Survivor 38: Edge of Extinction premieres Wednesday

Yeah. The whole EoE concept probably started as a way to cut costs at Ponderosa.

It’s another challenge right? Aubry got an advantage to practice it.

I have to imagine keeping a crew out on Extinction is more expensive then Ponderosa.

My thoughts exactly. Also, the expense of keeping a few jurors at Ponderosa has to be such a tiny portion of the overall production budget that eliminating it doesn’t even remotely justify altering the whole show format.

I guess I forgot to load up my budget-cutting theory with winkies and smilies.

I’ve noticed that as well. Probst has talked about the importance of ritual in the game, explaining why he always says the same things in the same way at challenges and Tribal Councils. You have to figure there’s some significance to this change.

At this point, you can only accurately describe these people as *potential *jurors. Any of them could decide to hoist sail and leave the show; conversely, they could - one presumes - win a challenge and be back in the game.

But that doesn’t explain why they’re not being named, though.

I wonder if the next Extinction Island challenge will actually kick some people out as well as letting someone back in. The herd must be culled and the producers must know most of those people will never hoist the surrender flag.

Or maybe I’m off and they actually want to try a big jury.

They have trimmed things for time though, like the open credits. MAybe they figured it would take too long for Jeff to read every single name.

Now that they’ve moved to the group chat format, jury size doesn’t really matter.

I think it’s pretty clear at this point that the next (and final) challenge to see who wins their way back into the game will happen on finale night, I assume in the first hour.

Googling around, the finale will be May 15th, so three more weeks.

What? Why is that pretty clear?

That may be true, but my main gripe is that people who were voted out before the merge could potentially be voting among people they’ve never even met. That’s ridiculous to me. Just observing TC’s is not enough to cast an informed vote.

I don’t know, it just seems self-evident to me.

The first return from Extinction Island was OK, but the second one is way too late in the game and is everything I hate about these kick-off island concepts.

Jeff is the show-runner now and I thought he knew better than doing this.

This is exactly what I was going to say.

Maybe they should let all jurors watch extensive footage of what each finalist did throughout the game–even stuff that didn’t make air.

I would be interested in reading Probst on this. I have noticed he says the exact same thing to start every challenge, but was never clear on exactly why this was so.

He’s said it somewhere. Basically it’s to build a tradition in a deliberate way. Sort of jumpstarting the feel of longevity by being slavish to “tradition” from day 1.

Well, they could have the return next week to soften that problem. If it was up to me, next EI challenge happens very soon and it’s combined with a slashing of numbers. Winner of the challenge goes back in the game, next four go to Ponderosa and the rest are gone.

The gist is this:

When the show was new, they recorded his explanations of tasks and so forth in ADR. Over time, they realized that Jeff gets it right on set and they started calling him “One Take Probst” because he almost always nails it live.

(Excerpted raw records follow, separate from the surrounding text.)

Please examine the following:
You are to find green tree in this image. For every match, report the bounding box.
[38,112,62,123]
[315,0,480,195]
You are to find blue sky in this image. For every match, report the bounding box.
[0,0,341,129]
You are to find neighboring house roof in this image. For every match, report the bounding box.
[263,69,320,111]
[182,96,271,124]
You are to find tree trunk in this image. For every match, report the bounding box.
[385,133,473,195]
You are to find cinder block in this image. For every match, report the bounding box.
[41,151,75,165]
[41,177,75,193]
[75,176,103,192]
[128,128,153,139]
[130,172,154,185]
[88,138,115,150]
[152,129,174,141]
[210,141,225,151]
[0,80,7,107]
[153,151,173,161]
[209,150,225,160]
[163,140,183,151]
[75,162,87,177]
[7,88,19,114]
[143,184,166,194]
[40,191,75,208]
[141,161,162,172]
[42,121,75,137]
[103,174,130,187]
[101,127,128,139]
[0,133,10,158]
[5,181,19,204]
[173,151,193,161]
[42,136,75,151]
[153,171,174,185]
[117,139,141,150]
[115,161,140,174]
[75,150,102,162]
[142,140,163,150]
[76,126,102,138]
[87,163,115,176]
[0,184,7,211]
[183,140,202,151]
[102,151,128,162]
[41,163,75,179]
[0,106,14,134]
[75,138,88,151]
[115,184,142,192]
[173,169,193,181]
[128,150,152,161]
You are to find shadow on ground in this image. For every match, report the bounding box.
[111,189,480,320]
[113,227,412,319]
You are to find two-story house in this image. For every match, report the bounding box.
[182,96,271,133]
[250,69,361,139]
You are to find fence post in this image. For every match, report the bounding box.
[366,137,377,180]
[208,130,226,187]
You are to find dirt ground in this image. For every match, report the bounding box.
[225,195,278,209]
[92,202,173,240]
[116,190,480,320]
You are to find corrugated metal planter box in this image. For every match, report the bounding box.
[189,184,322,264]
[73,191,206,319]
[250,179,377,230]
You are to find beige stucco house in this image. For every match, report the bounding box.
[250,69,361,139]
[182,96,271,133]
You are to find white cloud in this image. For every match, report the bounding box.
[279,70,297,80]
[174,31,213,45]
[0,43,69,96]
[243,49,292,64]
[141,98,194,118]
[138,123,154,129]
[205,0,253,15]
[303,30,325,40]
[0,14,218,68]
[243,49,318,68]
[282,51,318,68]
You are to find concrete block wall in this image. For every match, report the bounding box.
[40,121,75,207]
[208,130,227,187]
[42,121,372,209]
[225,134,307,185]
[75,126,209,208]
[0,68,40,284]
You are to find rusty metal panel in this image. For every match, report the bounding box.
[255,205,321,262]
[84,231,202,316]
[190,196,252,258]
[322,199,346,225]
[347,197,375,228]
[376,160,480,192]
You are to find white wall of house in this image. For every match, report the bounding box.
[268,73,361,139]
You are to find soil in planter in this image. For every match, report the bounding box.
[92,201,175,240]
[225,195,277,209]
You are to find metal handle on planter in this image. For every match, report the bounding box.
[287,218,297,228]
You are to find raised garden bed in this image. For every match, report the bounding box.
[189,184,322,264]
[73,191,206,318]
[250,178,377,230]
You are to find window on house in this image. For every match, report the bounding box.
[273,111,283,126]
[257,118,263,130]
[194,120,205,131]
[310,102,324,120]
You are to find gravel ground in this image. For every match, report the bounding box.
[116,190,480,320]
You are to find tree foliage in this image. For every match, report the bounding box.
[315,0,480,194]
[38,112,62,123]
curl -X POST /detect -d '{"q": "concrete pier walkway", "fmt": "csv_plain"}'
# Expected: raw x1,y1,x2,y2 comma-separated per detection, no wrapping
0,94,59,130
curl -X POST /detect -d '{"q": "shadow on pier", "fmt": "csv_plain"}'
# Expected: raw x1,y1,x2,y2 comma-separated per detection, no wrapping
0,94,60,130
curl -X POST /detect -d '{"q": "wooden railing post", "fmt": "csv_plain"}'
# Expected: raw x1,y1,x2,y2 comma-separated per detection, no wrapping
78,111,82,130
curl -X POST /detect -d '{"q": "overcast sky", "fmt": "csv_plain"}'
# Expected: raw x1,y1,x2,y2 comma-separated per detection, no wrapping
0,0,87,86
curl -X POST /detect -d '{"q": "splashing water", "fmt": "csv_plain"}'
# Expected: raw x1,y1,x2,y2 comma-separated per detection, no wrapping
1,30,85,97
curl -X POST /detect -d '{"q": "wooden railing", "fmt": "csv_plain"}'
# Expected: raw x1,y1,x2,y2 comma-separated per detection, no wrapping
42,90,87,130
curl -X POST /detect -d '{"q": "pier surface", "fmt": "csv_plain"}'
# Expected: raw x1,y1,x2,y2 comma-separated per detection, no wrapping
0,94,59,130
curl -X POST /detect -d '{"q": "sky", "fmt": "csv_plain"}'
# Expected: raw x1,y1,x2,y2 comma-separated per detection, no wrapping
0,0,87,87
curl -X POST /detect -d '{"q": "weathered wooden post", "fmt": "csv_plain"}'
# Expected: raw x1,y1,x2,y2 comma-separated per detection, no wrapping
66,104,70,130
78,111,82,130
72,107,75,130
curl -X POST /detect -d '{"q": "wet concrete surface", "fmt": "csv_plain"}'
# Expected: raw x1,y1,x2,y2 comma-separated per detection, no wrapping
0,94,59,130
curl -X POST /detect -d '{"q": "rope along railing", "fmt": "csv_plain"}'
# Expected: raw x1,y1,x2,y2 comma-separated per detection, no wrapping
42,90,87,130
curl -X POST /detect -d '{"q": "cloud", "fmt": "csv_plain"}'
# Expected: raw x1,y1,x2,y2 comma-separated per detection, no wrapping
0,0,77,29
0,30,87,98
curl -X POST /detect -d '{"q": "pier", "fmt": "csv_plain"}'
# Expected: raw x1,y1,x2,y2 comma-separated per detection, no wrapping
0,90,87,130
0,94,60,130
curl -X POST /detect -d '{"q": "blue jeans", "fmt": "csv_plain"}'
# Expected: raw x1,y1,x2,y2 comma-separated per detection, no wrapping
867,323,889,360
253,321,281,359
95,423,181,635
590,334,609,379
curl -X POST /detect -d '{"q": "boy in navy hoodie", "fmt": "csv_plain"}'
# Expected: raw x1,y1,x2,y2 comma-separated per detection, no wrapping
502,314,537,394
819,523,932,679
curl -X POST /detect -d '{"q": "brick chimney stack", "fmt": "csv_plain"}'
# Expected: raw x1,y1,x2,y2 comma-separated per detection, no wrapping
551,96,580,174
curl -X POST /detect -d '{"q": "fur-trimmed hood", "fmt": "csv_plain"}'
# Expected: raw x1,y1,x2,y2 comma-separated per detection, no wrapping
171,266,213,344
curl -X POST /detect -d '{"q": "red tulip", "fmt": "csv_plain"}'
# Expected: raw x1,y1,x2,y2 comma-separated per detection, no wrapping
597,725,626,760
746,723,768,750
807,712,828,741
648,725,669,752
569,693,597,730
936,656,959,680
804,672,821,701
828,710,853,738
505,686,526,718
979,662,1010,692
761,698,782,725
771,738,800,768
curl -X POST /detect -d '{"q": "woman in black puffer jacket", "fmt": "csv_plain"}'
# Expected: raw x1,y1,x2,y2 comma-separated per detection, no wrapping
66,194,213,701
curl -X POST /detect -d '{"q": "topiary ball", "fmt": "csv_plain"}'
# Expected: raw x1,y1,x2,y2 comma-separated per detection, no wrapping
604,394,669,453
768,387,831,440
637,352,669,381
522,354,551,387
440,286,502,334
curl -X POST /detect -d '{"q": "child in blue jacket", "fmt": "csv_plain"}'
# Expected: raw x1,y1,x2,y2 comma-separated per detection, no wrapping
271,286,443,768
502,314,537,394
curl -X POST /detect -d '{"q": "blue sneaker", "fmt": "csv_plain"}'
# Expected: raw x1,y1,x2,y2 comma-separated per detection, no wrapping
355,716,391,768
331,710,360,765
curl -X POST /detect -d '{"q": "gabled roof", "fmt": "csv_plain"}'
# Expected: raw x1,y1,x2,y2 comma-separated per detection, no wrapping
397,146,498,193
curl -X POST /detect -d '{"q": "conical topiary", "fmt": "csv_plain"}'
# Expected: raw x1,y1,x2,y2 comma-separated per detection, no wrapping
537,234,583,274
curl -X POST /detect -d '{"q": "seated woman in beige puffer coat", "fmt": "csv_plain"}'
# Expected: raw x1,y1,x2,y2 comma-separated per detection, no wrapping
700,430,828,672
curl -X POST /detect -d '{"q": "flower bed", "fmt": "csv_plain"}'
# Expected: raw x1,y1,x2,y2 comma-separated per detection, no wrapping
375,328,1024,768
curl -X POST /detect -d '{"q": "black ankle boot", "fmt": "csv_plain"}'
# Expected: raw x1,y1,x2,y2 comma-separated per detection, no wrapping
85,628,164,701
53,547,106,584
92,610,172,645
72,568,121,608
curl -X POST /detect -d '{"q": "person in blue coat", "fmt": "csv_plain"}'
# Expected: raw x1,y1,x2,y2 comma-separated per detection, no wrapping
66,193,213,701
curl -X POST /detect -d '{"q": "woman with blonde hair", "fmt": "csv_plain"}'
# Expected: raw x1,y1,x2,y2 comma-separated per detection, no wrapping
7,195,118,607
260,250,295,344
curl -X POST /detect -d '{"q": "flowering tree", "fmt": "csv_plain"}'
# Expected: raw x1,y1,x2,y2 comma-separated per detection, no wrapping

Now, they only use ADR on stuff when he messes up, which is rare.

Jeff uses a lot of the same phrases so they get it right on set. “Wanna know what you’re playin’ for?” “Sorry, got nothin’ for ya’.” And so forth.

A couple of my friends think a season of just the first bootees of every season is a great idea. I think that’s a horrible idea - first boots are booted for a clear reason. I recently looked through Dalton Ross’s list of first boots for every season, and I’d never want to see these people again!

That’s really not true. You can be voted out first for some pretty inconsequential things. All these people you never want to see again probably averaged 6 minutes of screen time to decide on them.

True, but in fairness, I never wanted to see Reem again well short of the 6 minute mark.